# Thinking of breeding my mare...but what to?



## farmpony84 (Apr 21, 2008)

First you'll want to ask yourself a bunch of questions such as, an you afford to breed your horse. 

Can you pay the stud fee? If so, how much can you afford?
Can you cover the vet appointments that go along w/ a pregnancy?
Can you afford extra feed bills during the pregnancy?
Do you have a place to keep a mare and a baby?
Can you afford any extra emergent costs?
Will you keep this baby forever? This I ask because if you breed with anything other than a TB, then you have a mixed horse that is not registered and will be not only harder to sell but not worth as much money as that piece of registration paper is.
Can you afford training? Do you have the time and the money to spend on training?

There are a ton of other questions as well. Once you've considered all that then I would get into the what should I breed to conversation. My suggestion is a TB.


----------



## sunshade (Jul 23, 2014)

farmpony84 said:


> First you'll want to ask yourself a bunch of questions such as, an you afford to breed your horse.
> 
> Can you pay the stud fee? If so, how much can you afford?
> Can you cover the vet appointments that go along w/ a pregnancy?
> ...


Yes, I would definitely be planning on keeping the baby forever. If I wasn't then I would just go buy a young project to train and sell. Also I do have a place for the mare and baby. But as for the costs, I'm not sure. I wasn't planning on breeding her anytime soon. Maybe in 5 years... so I'm not sure how much my income will be or how much I'll have saved up. I just wanted some ideas thrown around on what kind of horse I should breed her to if I do decide to breed her, so I can keep it in mind when the time is right and I have enough money.


----------



## farmpony84 (Apr 21, 2008)

Then I say totally have this conversation now and any chance you get. Breeding for color will make it harder for you. You'll probably have to be willing to consider AI


----------



## Kotori (Jun 18, 2012)

problem with Friesians is that the breed registry is really strict about no outside mares, or so I've heard. That means that the best stallions won't be available. If you want more of a jumper or eventer, I'd suggest Oldenburg or Hanoveran. Quarter horses are common enough that black would be easy to find, and you can get an amazing stallion for a low fee.


----------



## Foxhunter (Feb 5, 2012)

Questions like this always prove to be a bit of a puzzle to me.
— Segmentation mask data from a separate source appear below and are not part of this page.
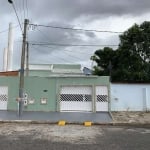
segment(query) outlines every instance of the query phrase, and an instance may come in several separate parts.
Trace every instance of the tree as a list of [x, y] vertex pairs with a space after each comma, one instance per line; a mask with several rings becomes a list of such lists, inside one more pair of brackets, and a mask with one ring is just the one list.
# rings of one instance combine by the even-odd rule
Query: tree
[[108, 75], [109, 63], [115, 63], [115, 53], [116, 51], [109, 47], [97, 50], [91, 57], [91, 59], [97, 63], [97, 66], [94, 66], [93, 73], [96, 75]]
[[144, 62], [150, 62], [150, 22], [135, 24], [120, 35], [119, 48], [138, 54]]
[[111, 72], [112, 81], [150, 82], [150, 22], [133, 25], [120, 35], [117, 50], [105, 47], [95, 51], [91, 59], [97, 63], [96, 75]]

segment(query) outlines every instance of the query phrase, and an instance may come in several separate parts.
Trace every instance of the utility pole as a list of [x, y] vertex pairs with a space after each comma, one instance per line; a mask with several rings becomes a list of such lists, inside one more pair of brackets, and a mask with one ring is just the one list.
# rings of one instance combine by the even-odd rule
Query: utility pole
[[29, 76], [29, 43], [27, 42], [26, 49], [26, 76]]
[[19, 106], [18, 115], [22, 115], [23, 110], [23, 98], [24, 98], [24, 63], [25, 63], [25, 50], [26, 50], [26, 39], [27, 39], [27, 26], [29, 20], [24, 20], [24, 30], [23, 30], [23, 41], [22, 41], [22, 54], [21, 54], [21, 69], [20, 69], [20, 82], [19, 82]]

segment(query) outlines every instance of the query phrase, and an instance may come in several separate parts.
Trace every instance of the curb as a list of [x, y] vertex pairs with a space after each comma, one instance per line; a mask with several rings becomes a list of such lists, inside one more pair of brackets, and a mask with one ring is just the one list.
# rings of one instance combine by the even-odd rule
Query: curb
[[51, 122], [51, 121], [33, 121], [33, 120], [0, 120], [0, 123], [56, 124], [56, 123], [58, 123], [58, 122]]
[[113, 126], [131, 126], [131, 127], [147, 127], [150, 128], [150, 123], [139, 123], [139, 122], [113, 122]]
[[[0, 124], [3, 123], [17, 123], [17, 124], [52, 124], [57, 125], [58, 121], [33, 121], [33, 120], [0, 120]], [[66, 125], [84, 125], [84, 122], [66, 122]], [[150, 128], [150, 123], [139, 123], [139, 122], [104, 122], [104, 123], [92, 123], [92, 125], [101, 126], [130, 126], [130, 127], [146, 127]]]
You want to breed your mare because you want another horse just like her. Chances of that are well below 50%. 

You then haven't a clue as to what stallion to use other than it must be black so, basically you are breeding for colour? 
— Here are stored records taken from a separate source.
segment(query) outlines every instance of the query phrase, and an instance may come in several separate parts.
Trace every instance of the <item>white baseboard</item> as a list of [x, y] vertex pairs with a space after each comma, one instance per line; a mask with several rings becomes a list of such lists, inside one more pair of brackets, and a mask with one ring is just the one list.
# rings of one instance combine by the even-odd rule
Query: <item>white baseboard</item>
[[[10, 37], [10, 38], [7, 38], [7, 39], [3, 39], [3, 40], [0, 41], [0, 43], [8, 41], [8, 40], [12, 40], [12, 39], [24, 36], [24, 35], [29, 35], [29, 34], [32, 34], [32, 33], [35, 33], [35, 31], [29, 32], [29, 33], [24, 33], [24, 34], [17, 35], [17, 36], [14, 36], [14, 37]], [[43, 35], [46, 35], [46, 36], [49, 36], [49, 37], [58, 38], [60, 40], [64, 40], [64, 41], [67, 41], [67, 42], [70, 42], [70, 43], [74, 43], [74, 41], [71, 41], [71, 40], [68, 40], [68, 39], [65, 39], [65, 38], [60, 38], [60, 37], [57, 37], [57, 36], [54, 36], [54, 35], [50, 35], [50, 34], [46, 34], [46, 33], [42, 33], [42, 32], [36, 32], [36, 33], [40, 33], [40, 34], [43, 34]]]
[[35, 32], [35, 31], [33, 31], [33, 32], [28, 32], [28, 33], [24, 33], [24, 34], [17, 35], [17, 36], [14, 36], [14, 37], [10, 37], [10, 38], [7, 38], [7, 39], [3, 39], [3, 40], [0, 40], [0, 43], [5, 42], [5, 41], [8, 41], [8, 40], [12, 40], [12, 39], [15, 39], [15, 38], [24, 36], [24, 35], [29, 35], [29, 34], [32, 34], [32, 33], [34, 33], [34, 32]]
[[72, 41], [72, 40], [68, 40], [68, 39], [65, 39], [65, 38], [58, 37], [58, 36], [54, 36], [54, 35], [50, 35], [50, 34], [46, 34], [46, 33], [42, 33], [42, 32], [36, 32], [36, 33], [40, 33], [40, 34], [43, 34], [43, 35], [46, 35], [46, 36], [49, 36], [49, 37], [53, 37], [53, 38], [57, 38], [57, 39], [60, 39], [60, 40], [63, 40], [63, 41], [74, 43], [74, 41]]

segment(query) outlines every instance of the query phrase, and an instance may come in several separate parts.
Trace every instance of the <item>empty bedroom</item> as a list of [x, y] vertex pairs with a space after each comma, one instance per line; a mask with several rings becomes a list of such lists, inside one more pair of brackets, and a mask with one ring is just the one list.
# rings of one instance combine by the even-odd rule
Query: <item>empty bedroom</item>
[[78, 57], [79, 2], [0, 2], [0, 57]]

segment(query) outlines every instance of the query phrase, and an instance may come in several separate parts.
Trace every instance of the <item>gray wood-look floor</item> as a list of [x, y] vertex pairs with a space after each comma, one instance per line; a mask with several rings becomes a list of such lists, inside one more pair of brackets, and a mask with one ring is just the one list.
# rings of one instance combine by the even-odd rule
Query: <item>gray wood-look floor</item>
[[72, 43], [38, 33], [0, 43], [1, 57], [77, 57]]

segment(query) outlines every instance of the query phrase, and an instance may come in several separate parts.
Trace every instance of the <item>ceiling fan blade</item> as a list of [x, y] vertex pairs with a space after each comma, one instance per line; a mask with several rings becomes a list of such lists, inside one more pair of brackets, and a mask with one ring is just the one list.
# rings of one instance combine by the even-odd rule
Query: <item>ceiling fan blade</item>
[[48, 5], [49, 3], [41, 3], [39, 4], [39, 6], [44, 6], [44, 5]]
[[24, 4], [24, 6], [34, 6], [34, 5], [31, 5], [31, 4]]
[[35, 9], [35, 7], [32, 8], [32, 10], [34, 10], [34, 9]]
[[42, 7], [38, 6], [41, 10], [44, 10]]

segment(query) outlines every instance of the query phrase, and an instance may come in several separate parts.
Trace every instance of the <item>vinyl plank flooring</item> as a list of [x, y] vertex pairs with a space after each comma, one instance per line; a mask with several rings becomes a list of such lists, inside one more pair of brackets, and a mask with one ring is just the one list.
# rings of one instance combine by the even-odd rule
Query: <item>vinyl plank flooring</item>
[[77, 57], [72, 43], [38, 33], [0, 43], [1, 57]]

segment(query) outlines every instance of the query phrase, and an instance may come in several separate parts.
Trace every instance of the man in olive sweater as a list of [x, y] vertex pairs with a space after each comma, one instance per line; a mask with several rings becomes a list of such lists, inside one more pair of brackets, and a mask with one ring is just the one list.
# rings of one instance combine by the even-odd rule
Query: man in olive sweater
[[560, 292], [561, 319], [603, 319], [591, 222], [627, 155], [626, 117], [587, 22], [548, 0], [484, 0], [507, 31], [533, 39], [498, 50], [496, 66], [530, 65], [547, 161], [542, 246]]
Cannot see conformation from the pictures but she looks a bit goose rumpled. 

You need to list all the attributes you want. All her conformation faults, then look for a stud that has a good stud that doesn't have the bad traits. 

Last thing I would breed for is colour.


----------



## SunnyDraco (Dec 8, 2011)

Most casual horse owners have rose tinted glasses when they think about breeding their favorite mare. You may think she has wonderful conformation but I am sure that she has large conformation faults (most horses have large conformation faults) and this is where the rose tinted glasses come on. You need emotionally detached critique of your mare's conformation. Figure out all her conformation strengths and weaknesses, if there are potential soundness/health weaknesses, you need the courage to pass up ever breeding her. You need a stallion that compliments her conformation (regardless of his breed) as stallions have conformation faults as well and you need to know which faults you don't want to double up on for better odds of an even better put together foal. It takes a lot of study, research and patience when breeding responsibly. Also, build up a large emergency fund in case something happens (side story, my cousin has monstrous vet bills and feed costs piling up at this very moment because she is doing everything she can for her 1 month old foal... Started at birth by being rejected by her maiden mom, then ulcers, ammonia, equine hospital stays, milk replacement powder, milk replacer pellets and now ringworm)


----------



## Regula (Jan 23, 2012)

Can't see the picture(s), so don't know what color your mare is. 
The only way you can get a black horse with 100% certainty is breeding two black horses, and at least one of them needs to be homozygous. All other combos have a chance of bay/brown or chestnut.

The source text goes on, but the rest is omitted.